In fact, Google had probably some of the most efficient structures in place for its data centers, and DeepMind still improved on their design. In spite of excellent over-all efficiency, Google had inefficient cooling systems in place before integrating DeepMind’s AI learning. Imagine how much energy, time, and most importantly, money could be recouped or saved by implementing machine learning for everyday processes. Retail giant Amazon is also experimenting with machine learning for fraud detection, website marketplace optimization, and even packaging and shipping processes. Simply restructuring a conveyer belt by a matter of feet could save Amazon tens of thousands of dollars every year in wasted energy.
Microsoft is rumored to be building a machine learning tool suite called Open Mind Studio. The intent is to integrate Microsoft’s machine-learning technology across its product spectrum, including Outlook, Skype, HoloLens, and search engine Bing. At the core of Microsoft’s machine-learning efforts is its Cortana Intelligence Suite combined with its Azure Machine Learning Studio that can be used by businesses and developers for creating, testing, and integrating predictive analytics with user data. The more tech leaders expand the reach of machine learning, the greater the potential for businesses to enjoy the possibilities.
Over a dozen European banks have replaced their outdated statistical-modeling systems with machine learning.

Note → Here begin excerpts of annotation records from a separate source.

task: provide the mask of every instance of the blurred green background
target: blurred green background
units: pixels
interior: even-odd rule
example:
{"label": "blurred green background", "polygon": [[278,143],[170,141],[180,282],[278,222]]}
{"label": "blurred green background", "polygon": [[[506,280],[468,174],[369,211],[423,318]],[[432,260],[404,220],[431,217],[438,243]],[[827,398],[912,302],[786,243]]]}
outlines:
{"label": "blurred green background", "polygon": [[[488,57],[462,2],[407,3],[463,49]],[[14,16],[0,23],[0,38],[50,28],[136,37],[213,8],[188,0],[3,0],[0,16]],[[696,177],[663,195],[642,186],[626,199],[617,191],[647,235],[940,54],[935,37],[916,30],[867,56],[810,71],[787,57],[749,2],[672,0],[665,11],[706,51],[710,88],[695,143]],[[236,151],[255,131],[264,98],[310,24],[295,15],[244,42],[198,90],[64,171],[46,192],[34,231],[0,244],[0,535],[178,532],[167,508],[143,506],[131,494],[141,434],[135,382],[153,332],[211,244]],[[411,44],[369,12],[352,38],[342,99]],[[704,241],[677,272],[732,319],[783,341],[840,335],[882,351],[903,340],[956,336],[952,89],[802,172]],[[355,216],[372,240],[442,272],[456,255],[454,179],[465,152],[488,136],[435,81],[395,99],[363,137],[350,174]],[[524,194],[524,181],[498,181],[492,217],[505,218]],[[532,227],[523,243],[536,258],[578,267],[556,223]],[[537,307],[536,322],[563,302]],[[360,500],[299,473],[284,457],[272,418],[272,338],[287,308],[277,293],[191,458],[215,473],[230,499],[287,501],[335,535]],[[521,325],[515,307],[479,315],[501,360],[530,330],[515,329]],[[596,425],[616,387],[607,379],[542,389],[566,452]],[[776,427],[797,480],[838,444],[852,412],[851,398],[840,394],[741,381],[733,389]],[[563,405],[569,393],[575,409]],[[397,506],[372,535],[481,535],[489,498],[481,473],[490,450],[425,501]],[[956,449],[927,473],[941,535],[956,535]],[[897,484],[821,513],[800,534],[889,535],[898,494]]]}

The results are eye-opening in some instances:
- 10 percent increase in new product sales.
- 20 percent saving in capital expenditures.
- 20 percent increase in cash collections.
- And, 20 percent decline in churn.
Part of the machine learning systems initiated by the banks are microtargeted models that can accurately predict which patrons will default on bank loans or cancel service with a built-in intervention process. Machines are now helping save humans from their own spending habits by predicting failure and intervening before it becomes a reality.